Dabei hat Madagaskars Ex-Präsident Marc Ravalomanana schon das Land verlassen. Er soll sich in Südafrika niedergelassen haben, berichtet die Deutsche Presseagentur dpa. "Er hat seinen Wohnsitz nun in Südafrika, ist aber gerade in Swasiland", sagte am Mittwoch (25.3.2009) der Außenminister von Swasiland, Lufto Dlamini. Oliver Dalichau von der Friedrich-Ebert-Stiftung in Madagaskar glaubt nicht, dass der Ex-Präsident auf Dauer Madagaskar verlassen hat. "Heute (25.3.2009) wurde im Zentrum der Hauptstadt während einer Demonstration von Unterstützern ein Tonband von ihm abgespielt. Darin verspricht der ehemalige Präsident seine baldige Rückkehr ins Land", berichtet Dalichau. In Swasiland trifft Ravalomanana zurzeit vermutlich schon Vorbereitungen für den nächsten Gipfel der SADC-Staaten. Die Mitgliedsländer der Entwicklungsgemeinschaft Südliches Afrika werden sich voraussichtlich ab Montag (30.3.2009) hier treffen, um unter anderem über die Lage in Madagaskar zu beraten.

SADC denkt über Sanktionen nach

König Mswati III. (Foto: ap)

König Mswati III.

Swasilands König Mswati III. hat zurzeit den Vorsitz des Sicherheitsausschusses des Staatenbundes inne. Der SADC-Sicherheitsausschuss hatte die Machtübernahme durch Ravalomananas Gegner Andry Rajoelina scharf kritisiert. Zurzeit befindet sich eine Delegation der Entwicklungsgemeinschaft in Madagaskar, um sich ein Bild über die aktuelle Lage in dem Mitgliedsland zu machen. Der Staatenbund denkt über Sanktionen gegen Madagaskar nach. Auf dem Gipfeltreffen in Swasiland soll dann eine Entscheidung fallen, wie die Gemeinschaft weiter vorgehen will. "Die Madagassen wundern sich über die Reaktion der SADC", sagt Dalichau. Man frage sich, warum solche Drohungen nicht auch gegenüber anderen Ländern der Region ausgesprochen wurden.
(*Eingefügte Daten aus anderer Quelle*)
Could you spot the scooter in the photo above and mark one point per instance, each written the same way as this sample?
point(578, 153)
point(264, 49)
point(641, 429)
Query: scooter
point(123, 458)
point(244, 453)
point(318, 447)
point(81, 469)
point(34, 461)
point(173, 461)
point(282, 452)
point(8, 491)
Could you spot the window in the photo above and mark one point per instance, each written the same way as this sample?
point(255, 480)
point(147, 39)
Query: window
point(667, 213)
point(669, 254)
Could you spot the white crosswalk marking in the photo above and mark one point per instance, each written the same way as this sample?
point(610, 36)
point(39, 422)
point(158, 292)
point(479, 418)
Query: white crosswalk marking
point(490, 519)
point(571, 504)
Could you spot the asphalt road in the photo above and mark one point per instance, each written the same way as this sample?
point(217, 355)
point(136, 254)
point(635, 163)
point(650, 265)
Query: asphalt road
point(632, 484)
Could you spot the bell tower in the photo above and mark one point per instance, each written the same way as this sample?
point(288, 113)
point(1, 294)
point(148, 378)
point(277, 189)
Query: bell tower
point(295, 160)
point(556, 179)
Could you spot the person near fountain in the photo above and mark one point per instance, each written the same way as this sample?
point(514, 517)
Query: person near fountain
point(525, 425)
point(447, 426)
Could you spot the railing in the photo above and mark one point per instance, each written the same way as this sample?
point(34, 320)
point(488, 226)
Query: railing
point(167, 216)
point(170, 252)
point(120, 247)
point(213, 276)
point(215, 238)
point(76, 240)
Rückkehr zur alten Verfassung?

Gleichzeitig gehen die Proteste gegen den Übergangspräsidenten Rajoelina in Madagaskars Hauptstadt Antananarivo weiter. Am Dienstag (24.3.2009) demonstrierten rund 10.000 Menschen friedlich für eine Rückkehr des ehemaligen Präsidenten. In einem Park im Zentrum von Antananarivo sangen die Demonstranten die Nationalhymne und religiöse Lieder. Trotz der anhaltenden Demonstrationen der Ravalomanana-Anhänger sei die Stimmung in der Hauptstadt aber deutlich entspannter als in den letzten Wochen, sagt Dalichau. "Die Leute atmen erstmal durch und versuchen, die letzten Monate Revue passieren zu lassen." In den Provinzen sei die Lage aber weiter sehr unübersichtlich. Ein Sprecher der TIM-Partei des Ex-Präsidenten Ravalomanana sagte, er sei optimistisch, dass die Demonstranten ihr Ziel erreichten und Madagaskar bald zu seiner Verfassungsordnung zurückkehre. Sollte Ravalomanana tatsächlich bald nach Madagaskar zurückkehren, so bedeute das mit Sicherheit einen weiteren Zulauf unter seinen Unterstützern, sagt Dalichau.

Der Sprecher von Rajoelinas Übergangsregierung, Telekommunikationsminister Augustin Andriamananoro, kündigte nach einer Kabinettssitzung für den 2. und 3. April die Einberufung einer Nationalversammlung an. Angeblich will Rajoelina innerhalb von zwei Jahren Wahlen abhalten.

Zahlungen gekürzt

Rajoelina nach der Vereidigung (Foto: dpa)

Rajoelina nach der Vereidigung

Rajoelina hatte in der vergangenen Woche einen monatelangen Machtkampf auf dem Inselstaat vor Ostafrika für sich entschieden und Ravalomanana zum Rücktritt gezwungen. Das Verfassungsgericht bestätigte den neuen Präsidenten. Kurz darauf löste Rajoelina beide Parlamentskammern auf. Im Ausland war der Machtwechsel in Madagaskar auf viel Kritik gestoßen. Mehrere Staaten haben ihre Entwicklungshilfezahlungen eingefroren.